Part-time professors deserve the opportunity for full-time work

Credit: Julie Leopo / EdSource

When most people think of part-time (or adjunct) professors, they conjure up the image of someone with a full-time job and benefits in the private sector who chooses to teach an occasional evening class.

While this may have been the original intention when this system of community colleges was created more than fifty years ago, it has not been true of the vast majority of adjuncts for many decades now.

Having earned advanced degrees and carrying heavy student loan debt, most are trying to eke out an existence on poverty-level wages and without any meaningful job security from term to term.

Worse, state law has long prevented these professors from working full time, even though their full-time colleagues are allowed to increase their much higher salaries by teaching overtime.

Last year, Gov. Gavin Newsom vetoed Assembly Bill 375 despite the bill having sailed through the California Assembly 77 to 0 and the Senate 37 to 0. The bill could have allowed California’s part-time college professors to teach up to 85% of full time, instead of the current 67%, in a single college district.
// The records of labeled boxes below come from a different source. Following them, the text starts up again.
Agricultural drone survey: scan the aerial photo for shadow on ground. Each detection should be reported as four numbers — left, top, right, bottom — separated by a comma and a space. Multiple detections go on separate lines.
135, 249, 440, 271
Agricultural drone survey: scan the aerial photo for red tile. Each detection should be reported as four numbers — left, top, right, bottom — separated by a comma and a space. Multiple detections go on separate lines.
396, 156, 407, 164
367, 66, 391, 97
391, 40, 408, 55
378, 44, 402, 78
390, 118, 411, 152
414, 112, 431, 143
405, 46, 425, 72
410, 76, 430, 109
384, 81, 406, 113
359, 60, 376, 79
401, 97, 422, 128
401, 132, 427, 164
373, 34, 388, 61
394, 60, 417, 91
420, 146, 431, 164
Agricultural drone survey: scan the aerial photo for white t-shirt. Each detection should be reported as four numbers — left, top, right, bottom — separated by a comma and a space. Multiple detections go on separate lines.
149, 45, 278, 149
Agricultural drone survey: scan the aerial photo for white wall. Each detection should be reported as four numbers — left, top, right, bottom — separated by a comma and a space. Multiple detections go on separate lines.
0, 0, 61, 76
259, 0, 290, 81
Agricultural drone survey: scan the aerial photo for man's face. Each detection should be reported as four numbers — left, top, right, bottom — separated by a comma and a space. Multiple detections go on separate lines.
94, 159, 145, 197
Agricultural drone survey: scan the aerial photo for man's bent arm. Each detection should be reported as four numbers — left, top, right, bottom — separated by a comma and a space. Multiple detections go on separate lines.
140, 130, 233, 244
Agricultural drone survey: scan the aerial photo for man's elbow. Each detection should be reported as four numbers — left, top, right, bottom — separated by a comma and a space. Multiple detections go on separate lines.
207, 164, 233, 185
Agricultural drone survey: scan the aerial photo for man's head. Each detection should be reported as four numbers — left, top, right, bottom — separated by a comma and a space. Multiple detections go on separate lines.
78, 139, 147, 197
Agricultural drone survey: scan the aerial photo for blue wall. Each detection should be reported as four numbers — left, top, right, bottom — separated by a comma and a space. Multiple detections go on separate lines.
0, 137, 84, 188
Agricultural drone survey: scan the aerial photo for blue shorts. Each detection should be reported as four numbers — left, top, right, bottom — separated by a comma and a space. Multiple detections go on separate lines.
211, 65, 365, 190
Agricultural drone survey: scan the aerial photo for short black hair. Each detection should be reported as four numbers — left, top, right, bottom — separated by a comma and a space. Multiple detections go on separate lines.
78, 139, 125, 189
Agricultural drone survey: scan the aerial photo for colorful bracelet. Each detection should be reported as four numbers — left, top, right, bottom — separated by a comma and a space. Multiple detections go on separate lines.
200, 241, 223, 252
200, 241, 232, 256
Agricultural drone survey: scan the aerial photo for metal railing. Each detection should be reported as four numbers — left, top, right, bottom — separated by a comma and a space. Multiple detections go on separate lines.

Why California has a state law that limits the workload of part-time instructors to less than full time is a good — but unanswered — question. The limit has been used to justify paying part-timers at a much lower rate than the full-timers and keeps them from qualifying for benefits such as health insurance and even tenure.

It is part of a series of laws that have created a two-tiered system of haves and have-nots among college professors.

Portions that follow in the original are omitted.